Here comes the most important question, the question of Brutus’s morality. Being the closest advisor of Ceaser who treated him like his own son, Brutus was left with the moral dilemma of securing the principles his ancestors died for or allowing himself to witness Ceaser’s rising power. He was the most complex character in the whole assassination plot.  Brutus throughout his life has lived with honor and ethical code. Thus joining the conspirators wasn’t easy for him, yet his character had always misjudged people and their intentions. Therefore, on Cassius consistent insistence, Brutus finally thought it right to kill Ceaser but not in a cold-blooded murder but in a more quasi-religious ritual.

Was Julius Ceaser’s assassination right or wrong?

On March 15, 44 BCE, Brutus along with other Liberators surrounded Ceaser at Cappitoline Hill and stabbed him several times with daggers. Ceaser refrained, struggled, and fought against all of them but the moment he saw Brutus, he stopped. As per the famous line by Shakespeare “Et, Tu Brute?”, nobody exactly knows what Ceaser said in his last moment. But one fact everyone agreed on was that after seeing Brutus, Ceaser gave up the fight.  

On a theoretical level, since Caesar was subverting the Republican government structure, one could argue that Brutus and the Liberators were right in eliminating an existential threat to the Republic.

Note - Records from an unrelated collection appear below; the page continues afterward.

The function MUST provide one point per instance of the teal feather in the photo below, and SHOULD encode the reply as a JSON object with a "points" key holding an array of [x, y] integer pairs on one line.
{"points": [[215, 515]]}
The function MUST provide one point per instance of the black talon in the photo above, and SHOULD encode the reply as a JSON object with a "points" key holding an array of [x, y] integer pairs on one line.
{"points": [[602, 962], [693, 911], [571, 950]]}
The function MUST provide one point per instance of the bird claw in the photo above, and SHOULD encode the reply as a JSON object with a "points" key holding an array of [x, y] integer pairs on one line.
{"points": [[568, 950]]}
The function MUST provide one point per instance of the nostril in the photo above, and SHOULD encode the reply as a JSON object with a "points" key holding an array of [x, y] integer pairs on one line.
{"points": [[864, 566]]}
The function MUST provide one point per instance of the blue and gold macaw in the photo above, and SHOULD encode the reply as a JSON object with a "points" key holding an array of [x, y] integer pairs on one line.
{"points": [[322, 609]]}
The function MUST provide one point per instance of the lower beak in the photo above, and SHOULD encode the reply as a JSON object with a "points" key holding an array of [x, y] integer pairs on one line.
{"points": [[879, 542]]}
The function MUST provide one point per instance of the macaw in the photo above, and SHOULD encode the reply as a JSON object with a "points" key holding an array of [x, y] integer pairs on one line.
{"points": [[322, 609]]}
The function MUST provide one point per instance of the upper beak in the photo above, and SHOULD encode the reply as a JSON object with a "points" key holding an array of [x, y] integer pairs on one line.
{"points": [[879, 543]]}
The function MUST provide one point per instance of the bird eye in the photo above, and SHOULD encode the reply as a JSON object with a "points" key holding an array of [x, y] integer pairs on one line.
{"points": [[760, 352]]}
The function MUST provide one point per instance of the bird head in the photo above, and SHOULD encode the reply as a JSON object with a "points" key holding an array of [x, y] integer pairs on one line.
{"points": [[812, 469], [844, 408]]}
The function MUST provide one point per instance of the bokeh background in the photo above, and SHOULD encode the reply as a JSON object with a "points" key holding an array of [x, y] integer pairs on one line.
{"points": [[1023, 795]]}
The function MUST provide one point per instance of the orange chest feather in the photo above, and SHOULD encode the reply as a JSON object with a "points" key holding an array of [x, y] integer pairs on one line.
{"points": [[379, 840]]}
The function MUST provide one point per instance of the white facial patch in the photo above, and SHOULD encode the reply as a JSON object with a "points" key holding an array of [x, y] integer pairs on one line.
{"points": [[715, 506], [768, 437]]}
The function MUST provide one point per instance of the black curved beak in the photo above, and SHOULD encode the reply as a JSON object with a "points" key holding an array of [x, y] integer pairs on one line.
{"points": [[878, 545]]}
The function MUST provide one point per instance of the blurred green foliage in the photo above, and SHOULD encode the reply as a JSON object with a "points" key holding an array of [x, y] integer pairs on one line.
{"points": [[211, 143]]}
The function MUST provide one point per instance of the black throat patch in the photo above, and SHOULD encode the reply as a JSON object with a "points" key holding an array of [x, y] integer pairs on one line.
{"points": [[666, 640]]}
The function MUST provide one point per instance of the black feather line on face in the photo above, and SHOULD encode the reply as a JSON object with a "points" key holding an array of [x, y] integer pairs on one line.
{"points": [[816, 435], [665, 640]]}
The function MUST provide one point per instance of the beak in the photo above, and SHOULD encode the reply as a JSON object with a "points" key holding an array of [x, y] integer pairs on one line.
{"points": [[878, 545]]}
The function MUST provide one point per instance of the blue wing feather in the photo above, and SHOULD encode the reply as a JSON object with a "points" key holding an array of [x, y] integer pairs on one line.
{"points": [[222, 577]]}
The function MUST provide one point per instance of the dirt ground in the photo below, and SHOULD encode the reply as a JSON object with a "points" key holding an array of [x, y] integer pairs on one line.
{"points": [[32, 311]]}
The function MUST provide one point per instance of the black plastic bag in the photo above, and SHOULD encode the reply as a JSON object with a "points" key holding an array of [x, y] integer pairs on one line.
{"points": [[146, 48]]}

But on a more practical level, if they were right the aftermath of the assassination would have been in their support. Yet, moments after the assassination, Rome was in a state of panic. Some might argue that a man who had planned on further conquest would have extracted the empire’s resources and manpower, thus stopping him would seem more of practical thought. Or if Ceaser would have been alive, Octavian wouldn’t have had a chance to create the principate and lived under his shadow. From this point of view, Ceaser’s death probably provided stability to transition Rome.

Brutus

But on contrary, nobody exactly knew what it would have been like if Ceaser wasn’t killed. The historically most famous assassination has always been a matter of debate morally. Though the world often answered it according to the aftermath of the assassination, yet nobody ever gave enough thought to what would have happened if Ceaser lived. And with this arises the question of Brutus morality.  

It was to every extent wrong for Brutus to go against the man who had blind faith in his loyalty. Brutus did have qualities that could have made him a successful man in Roman history but these qualities also limited him severely, even fatally, when he joined people who do not choose the same ethical and moral considerations. His character becomes more complex with his unconscious hypocrisy. Though he objects to Ceaser’s unethical money-making, he also asks for a share or knows that the assassination was wrong yet still became the member. These things together comply with Brutus hypocrisy to which he constantly denies, as per the story by Shakespeare.

Opinions over Ceaser’s assassination were divided from the start and have remained so. As for Brutus, his fate lies in his conflicting legacy. In every writer’s work, Brutus character received an unrepented judgment, like in Dante’s Inferno where he was thrown to Satan, or by Shakespeare in which he was quoted as “the noblest Roman of them all” who acted for the goodwill of Rome.

In the end, Brutus could mean so much for so many people. He nobly accepts his fate and chooses personal honor over political benefits. Even in his last moments, when he decides to take his own life, he had the satisfaction of being certain in his own heart. He died being loyal to his principles and nobility on which he planned every decision of his life including Julius Ceaser’s assassination.